According to the website, 80 to 90 percent of her bone marrow is cancerous, and the cancer is also in her blood.

Duvall, 38, of Vilonia was touched by Harris’ plight and has helped organize several drives to get potential bone marrow donors placed on the national Be the Match Registry (formerly the National Marrow Donor Program Registry). A swab sample yields the information needed.
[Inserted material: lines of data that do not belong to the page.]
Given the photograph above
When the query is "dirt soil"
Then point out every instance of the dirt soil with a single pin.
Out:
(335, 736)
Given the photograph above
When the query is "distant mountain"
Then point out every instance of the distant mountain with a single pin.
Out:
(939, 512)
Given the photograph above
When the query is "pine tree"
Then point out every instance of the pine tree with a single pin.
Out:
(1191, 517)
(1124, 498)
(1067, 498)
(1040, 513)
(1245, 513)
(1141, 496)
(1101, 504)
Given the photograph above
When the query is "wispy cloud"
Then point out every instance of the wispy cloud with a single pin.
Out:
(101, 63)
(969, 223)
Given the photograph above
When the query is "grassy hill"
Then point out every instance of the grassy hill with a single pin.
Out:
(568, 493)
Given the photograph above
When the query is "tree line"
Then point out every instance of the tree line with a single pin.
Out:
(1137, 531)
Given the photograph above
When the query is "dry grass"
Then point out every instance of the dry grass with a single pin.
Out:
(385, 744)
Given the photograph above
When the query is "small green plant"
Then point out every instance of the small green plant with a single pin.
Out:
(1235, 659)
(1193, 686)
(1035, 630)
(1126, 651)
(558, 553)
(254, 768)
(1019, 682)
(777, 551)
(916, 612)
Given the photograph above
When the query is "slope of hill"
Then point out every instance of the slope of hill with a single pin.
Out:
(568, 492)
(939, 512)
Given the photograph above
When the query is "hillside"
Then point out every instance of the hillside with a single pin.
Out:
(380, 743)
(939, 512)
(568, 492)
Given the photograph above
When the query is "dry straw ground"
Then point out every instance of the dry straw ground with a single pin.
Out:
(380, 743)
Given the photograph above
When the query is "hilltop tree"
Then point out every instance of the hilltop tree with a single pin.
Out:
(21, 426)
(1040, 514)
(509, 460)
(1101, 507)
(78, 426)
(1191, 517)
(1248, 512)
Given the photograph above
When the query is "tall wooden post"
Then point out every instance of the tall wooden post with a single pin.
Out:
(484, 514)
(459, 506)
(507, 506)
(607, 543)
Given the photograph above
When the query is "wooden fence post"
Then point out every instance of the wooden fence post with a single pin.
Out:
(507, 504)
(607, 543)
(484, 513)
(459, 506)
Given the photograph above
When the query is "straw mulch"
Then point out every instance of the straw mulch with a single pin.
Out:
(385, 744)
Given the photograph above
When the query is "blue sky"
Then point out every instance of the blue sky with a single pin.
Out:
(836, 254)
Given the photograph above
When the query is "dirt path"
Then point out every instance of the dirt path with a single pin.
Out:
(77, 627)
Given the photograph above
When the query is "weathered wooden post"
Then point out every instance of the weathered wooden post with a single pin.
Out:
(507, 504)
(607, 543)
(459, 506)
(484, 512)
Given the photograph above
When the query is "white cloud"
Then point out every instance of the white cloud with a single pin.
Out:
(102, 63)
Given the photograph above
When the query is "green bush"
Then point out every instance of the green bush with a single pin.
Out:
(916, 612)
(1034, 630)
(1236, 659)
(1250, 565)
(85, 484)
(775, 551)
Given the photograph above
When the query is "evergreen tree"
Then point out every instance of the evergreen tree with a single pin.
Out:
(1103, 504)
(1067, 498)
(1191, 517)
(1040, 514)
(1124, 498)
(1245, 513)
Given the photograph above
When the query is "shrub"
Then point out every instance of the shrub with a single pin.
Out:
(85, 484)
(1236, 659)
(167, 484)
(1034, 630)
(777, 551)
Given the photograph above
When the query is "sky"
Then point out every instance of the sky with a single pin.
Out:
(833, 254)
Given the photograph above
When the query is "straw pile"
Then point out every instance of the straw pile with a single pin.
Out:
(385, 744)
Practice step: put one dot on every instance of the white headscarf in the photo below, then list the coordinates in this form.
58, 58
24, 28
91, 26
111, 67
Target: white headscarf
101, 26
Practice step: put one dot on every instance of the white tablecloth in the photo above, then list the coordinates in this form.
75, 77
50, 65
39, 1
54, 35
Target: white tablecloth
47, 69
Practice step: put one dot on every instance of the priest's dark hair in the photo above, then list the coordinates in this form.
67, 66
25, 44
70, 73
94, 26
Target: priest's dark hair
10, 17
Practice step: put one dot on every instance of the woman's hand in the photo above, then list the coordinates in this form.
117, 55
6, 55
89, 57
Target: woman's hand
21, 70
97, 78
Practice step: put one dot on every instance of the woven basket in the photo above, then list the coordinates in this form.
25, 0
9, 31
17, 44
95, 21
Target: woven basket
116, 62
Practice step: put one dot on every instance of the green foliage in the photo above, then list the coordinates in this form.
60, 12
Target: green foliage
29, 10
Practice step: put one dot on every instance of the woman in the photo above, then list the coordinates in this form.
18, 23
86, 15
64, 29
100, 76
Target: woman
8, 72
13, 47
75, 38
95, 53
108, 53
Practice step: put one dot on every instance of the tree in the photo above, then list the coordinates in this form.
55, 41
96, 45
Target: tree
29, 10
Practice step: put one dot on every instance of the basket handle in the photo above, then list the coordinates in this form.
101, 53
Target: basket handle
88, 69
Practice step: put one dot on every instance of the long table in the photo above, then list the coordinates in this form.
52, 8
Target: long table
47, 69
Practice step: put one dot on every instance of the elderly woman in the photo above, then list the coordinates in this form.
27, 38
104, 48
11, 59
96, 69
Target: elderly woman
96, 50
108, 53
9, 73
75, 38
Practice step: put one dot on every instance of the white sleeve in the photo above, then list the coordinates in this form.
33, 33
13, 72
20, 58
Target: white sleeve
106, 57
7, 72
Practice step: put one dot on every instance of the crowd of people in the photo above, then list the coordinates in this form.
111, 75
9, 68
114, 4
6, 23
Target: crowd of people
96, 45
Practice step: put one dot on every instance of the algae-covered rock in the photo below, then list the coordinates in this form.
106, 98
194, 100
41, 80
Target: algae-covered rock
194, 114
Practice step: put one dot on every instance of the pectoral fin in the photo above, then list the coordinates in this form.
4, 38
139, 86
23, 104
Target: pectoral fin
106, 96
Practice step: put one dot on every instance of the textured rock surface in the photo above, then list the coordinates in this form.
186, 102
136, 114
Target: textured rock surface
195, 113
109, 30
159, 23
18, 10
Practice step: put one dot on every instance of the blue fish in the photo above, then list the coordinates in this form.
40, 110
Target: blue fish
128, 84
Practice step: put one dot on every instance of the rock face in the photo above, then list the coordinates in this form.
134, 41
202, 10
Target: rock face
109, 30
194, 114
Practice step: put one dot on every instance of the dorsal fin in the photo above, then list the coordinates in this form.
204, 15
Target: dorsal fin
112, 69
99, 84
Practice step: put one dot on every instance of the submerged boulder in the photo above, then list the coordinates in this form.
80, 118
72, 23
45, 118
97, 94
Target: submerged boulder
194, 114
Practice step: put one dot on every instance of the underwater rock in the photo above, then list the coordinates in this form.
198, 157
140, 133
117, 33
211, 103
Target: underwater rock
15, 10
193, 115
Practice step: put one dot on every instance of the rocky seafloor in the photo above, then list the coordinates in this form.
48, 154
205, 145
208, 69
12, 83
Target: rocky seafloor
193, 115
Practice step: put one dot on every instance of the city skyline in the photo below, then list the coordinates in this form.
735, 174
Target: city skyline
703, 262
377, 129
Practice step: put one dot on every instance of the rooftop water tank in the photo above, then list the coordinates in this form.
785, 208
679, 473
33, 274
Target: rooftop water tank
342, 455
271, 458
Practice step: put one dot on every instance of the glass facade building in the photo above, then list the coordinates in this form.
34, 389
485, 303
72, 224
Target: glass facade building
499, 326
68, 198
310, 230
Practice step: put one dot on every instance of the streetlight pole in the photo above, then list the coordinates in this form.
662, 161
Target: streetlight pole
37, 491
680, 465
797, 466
Through his research, he has learned that one out of every 500 people who get swabbed will eventually match someone on the needs list. 

"I’ve heard stories of people who’ve been on the registry for 14, 15, 16 years and then out of nowhere comes that call," he said. "Some people never get called and some do, but you’ve got to be on there to help."

He said the registry changes daily, so medical personnel are constantly scanning it for an individual match. 

"On any one given day, there are up to 6,000 people looking for a match," he said.

Although he didn’t know her before seeing her plight on the news, Duvall has helped organize drives at the Conway Fire Department and Conway Regional Medical Center as well as a community-wide effort in Vilonia. He and his wife, Renee, a nurse at Conway Regional, are also spearheading efforts at local churches. Others are doing the same in other places.

"We’re still working on getting more drives together for her," he said. "The main thing is spreading the word about this — a lot of folks don’t know they can be a donor."

They also don’t even have to go to a drive to be placed on the donor database.

"All you’ve got to do is go to getswabbed.org," Duvall said. "You sign up on the website, answer a questionnaire and they’ll send you the swab kit to your house. You then mail it off. That’s how I did it. It was to my house within a week, and I am now in the database."

According to http://marrow.org, potential matches can donate blood marrow or cells from circulating blood. 

"Most of the time now, the PBSC peripheral blood stem cell donation is basically like giving blood," Duvall explained. "It takes four to six hours, and they draw blood out of your left arm; it goes into a machine, which filters out the stem cells, and the body replaces what you gave in four to six hours.

"In some cases, it’s a marrow donation, which is a surgical procedure in which a needle is put into your pelvis and they draw out 5 percent of your body’s liquid marrow. Obviously, there’s no pain during the procedure, but you’re pretty sore for up to two weeks afterward. But your body will replace what you gave and you’ll be back to normal activities in two weeks."

He said Harris’ sister was a match on seven or eight of 10 characteristics.

"You have to match eight at the minimum, but they desire 10 out of 10," he said. "If i
t’s just eight, there’s a chance your body will reject. But the problem is there are 4,600 variations of those 10 characteristics that can occur in over a million combinations. So that’s why it’s so hard to be somebody’s match."

Duvall said he was eating dinner while on duty at his Conway fire station last fall when he saw the TV report about Harris’ story, showing her in her hospital bed with her newborn son.

"That night I went to bed and couldn’t sleep, so I got up and went to the computer and spent most of the night researching her situation," he said. "I thought, why don’t we do it at the firehouse? Then I shared that story with some of my friends at Vilonia, and we said, let’s do a drive here. We called the police chief and a representative from every church in the community and shared Leslie’s story with them and said, ‘We can do something about this.’ We hit the ground running and the support was amazing."

They swabbed 423 people in Vilonia that day in June (when he met Harris for the first time), nearly 100 at the Conway Fire Department over three days to allow all three shifts a chance, and about 75 at Conway Regional.

"It’s growing every day," Duvall said of the registry effort in honor of Harris but that potentially could help anyone on that 6,000-name list. "There’s one coming up in Pine Bluff, and drives are popping up all over. 

"It’s starting to grow. People are good and want to jump in and help."